Daily Digest Market Movers: Gold Price Faces Selling Pressure Amid USD Rebound
- Protests in Israel escalate over failed ceasefire-for-hostages deal with Hamas.
- China’s Caixin Manufacturing PMI surpasses market expectations in August.
- US ISM Manufacturing and Services PMI data releases expected to influence market sentiment.
- US Nonfarm Payrolls report anticipated to show job additions and impact Fed rate cut decisions.
- Markets pricing in high probability of Fed rate cut in September.

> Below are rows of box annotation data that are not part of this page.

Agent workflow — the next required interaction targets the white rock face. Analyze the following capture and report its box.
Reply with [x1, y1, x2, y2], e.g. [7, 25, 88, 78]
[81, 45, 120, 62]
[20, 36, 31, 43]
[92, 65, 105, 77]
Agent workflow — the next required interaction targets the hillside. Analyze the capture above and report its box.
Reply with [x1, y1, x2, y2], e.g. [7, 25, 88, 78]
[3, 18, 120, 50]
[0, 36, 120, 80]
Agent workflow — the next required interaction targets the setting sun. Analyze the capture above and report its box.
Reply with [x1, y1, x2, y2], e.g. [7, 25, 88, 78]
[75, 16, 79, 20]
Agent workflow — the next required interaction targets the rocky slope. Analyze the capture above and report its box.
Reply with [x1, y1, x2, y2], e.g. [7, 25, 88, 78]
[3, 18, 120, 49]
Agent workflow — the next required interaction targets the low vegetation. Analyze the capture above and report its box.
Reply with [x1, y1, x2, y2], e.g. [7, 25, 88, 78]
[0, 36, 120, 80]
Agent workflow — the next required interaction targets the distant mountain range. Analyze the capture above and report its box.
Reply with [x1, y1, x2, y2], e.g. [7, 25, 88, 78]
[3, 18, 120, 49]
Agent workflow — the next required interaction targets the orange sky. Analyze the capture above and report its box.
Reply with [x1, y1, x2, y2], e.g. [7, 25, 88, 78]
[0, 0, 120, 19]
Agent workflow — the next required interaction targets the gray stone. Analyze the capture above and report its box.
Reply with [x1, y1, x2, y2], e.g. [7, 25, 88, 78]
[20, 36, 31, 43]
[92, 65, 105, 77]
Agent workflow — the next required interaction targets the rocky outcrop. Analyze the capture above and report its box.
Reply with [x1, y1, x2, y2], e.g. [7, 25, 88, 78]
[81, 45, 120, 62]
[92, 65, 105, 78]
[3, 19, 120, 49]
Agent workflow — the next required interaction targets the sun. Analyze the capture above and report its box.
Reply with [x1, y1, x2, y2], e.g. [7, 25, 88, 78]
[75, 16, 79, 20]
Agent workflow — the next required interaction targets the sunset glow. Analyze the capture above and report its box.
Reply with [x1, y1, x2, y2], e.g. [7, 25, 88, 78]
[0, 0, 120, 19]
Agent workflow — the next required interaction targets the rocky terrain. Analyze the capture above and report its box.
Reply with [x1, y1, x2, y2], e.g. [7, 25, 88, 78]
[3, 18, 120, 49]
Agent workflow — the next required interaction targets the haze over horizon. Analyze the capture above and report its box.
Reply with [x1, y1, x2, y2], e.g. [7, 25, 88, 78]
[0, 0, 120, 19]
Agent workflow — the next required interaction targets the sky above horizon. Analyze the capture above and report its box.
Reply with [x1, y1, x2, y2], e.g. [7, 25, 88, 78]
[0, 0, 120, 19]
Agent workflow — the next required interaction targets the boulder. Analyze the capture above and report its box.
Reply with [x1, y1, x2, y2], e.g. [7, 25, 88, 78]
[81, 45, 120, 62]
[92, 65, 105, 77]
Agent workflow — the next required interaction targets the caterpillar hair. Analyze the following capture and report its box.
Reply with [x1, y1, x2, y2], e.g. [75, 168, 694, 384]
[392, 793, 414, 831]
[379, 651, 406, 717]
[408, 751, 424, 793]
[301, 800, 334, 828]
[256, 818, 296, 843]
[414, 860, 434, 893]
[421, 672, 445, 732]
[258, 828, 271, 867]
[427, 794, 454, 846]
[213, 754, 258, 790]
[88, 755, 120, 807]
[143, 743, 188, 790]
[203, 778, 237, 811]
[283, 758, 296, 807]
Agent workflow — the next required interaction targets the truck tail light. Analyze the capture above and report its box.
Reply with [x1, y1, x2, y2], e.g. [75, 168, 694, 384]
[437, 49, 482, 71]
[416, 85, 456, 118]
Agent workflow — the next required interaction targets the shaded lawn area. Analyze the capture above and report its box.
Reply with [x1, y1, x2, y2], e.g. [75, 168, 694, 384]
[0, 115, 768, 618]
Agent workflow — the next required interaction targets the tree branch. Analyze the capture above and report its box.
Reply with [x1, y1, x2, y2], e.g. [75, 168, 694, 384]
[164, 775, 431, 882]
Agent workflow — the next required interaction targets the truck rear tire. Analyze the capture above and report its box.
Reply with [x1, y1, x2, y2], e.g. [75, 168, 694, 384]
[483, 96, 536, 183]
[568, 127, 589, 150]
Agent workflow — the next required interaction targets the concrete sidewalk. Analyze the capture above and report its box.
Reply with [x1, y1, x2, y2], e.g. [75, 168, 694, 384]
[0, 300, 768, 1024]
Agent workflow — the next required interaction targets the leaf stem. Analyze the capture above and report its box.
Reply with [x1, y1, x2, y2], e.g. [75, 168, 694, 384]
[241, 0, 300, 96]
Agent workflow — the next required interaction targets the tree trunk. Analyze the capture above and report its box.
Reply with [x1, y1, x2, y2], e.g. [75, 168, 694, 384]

Technical Analysis: Gold Price Maintains Positive Momentum
Despite the current downward trend in Gold price, the longer-term outlook remains positive. The daily chart shows the price well above the key 100-day Exponential Moving Average (EMA), indicating a bullish trend. The 14-day Relative Strength Index (RSI) also supports the upward momentum, suggesting a potential rally towards the $2,600 psychological level. On the downside, initial support levels are identified at $2,470 and $2,432, with the 100-day EMA at $2,372 serving as a critical level to watch.
Gold FAQs
Gold is a valuable asset with a long history of being used as a store of value and a safe-haven investment. Central banks hold significant amounts of Gold to support their currencies and diversify reserves. The price of Gold is influenced by various factors, including geopolitical tensions, economic data releases, and currency movements. Understanding these factors can help investors make informed decisions about their finances and investments.